Richard Rainwater: The Ultimate Catastrophe Capitalist
The late Richard Rainwater made billions by investing in distressed assets when nobody wanted them.
During the Texas real estate collapse of the early 1990s, Rainwater and partner John Goff formed Crescent Real Estate and scooped up prime properties at 20 cents on the dollar. They later took the company public and sold it to Morgan Stanley in 2007 for $6.5 billion – impeccable timing before the next crash!
After the dot-com bubble burst, Rainwater made another contrarian bet. While tech stocks were still smoldering in 2001-2002, he began accumulating shares in beaten-down energy companies like Ensco International. He recognized the coming commodity super-cycle long before it became obvious to the market.
Andrew Beal: The Banking Billionaire with Infinite Patience
Andrew Beal’s approach to bear markets might be the most instructive for individual investors.
During the mid-2000s housing boom, while other banks were partying like there was no tomorrow, Beal Bank was doing something radical: nothing. Beal actually reduced his loan portfolio by 42% from 2004 to 2007, stockpiling cash and waiting.
When the 2008 crisis hit and banks were desperate to unload assets, Beal emerged with his war chest. In early 2009, he purchased $3.5 billion in loan portfolios from the FDIC for around 40% of face value. His bank’s assets reportedly doubled in a matter of months.
SPECIFIC STOCK EXAMPLES FROM PAST BEARS
Internet Bubble Bargains (2000-2002)
When the tech bubble burst, even solid companies with real earnings were thrown out with the bathwater. Here are some examples of stocks that savvy contrarians scooped up:
- Apple AAPL: Believe it or not, Apple traded as low as $7 (split-adjusted) in 2003 after the dot-com collapse. Investors who bought then and held would have seen their investment grow by over 35,000% by today.
- Amazon (NASDAQ: AMZN): After topping $100 in 1999, Amazon crashed to around $6 by late 2001. That’s a 94% decline! Contrarians who saw the long-term potential in e-commerce and bought near those lows have enjoyed returns exceeding 50,000%.
- Microsoft (NASDAQ: MSFT): Even mighty Microsoft fell from $60 to around $20 during the dot-com bust. Those who bought near those lows would have done very well, especially if they held through the past decade.

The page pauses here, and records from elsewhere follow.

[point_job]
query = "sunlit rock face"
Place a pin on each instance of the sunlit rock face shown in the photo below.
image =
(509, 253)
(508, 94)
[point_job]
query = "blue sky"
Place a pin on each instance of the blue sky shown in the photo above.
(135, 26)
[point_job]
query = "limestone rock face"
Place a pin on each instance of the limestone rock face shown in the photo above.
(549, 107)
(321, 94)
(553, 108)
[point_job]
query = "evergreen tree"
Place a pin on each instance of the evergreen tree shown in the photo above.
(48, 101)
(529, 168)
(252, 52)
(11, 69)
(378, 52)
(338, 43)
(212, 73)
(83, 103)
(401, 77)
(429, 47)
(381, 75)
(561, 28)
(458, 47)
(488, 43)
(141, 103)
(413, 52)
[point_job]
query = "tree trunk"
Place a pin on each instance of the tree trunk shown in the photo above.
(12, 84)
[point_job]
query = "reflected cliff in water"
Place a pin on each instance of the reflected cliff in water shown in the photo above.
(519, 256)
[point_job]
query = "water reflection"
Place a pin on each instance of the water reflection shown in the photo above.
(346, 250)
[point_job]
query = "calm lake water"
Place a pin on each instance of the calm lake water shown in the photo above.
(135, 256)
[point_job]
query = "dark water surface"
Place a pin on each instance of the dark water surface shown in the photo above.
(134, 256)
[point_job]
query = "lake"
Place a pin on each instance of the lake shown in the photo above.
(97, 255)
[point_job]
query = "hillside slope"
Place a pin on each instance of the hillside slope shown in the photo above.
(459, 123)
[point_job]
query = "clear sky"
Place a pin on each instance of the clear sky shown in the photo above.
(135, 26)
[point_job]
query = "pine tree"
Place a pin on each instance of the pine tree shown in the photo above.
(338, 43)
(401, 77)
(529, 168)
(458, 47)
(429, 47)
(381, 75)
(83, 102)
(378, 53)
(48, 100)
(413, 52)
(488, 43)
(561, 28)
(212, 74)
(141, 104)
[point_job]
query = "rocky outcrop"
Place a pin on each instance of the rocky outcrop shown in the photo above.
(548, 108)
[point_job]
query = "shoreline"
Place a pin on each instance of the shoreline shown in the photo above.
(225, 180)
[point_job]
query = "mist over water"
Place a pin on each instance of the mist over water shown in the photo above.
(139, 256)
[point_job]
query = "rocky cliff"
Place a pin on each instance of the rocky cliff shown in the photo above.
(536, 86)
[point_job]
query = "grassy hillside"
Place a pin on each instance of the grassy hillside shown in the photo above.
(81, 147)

Financial Crisis Gems (2008-2009)
The 2008-2009 financial crisis created even more dramatic opportunities:
- American Express AXP: Warren Buffett’s Berkshire Hathaway increased its American Express position during the crisis when shares dropped below $10 (from highs of $60+). The stock has since returned to over $200.
- Bank of America BAC: In 2011, when European debt concerns were creating a second wave of financial stress, Buffett invested $5 billion in Bank of America preferred stock with warrants. That investment has since grown to be worth over $30 billion.
- Las Vegas Sands (NYSE: LVS): In late 2008, Las Vegas Sands teetered on the brink of bankruptcy, with shares falling from over $140 to under $2. But contrarians who saw value in the company’s Macau operations were rewarded as the stock rebounded to over $80 within a few years.
- Ford (NYSE: F): While General Motors and Chrysler needed government bailouts, Ford managed to avoid bankruptcy. Its shares still collapsed to below $1 in 2008. Investors who bought then saw the stock rise above $18 within a few years – a return of more than 1,700%.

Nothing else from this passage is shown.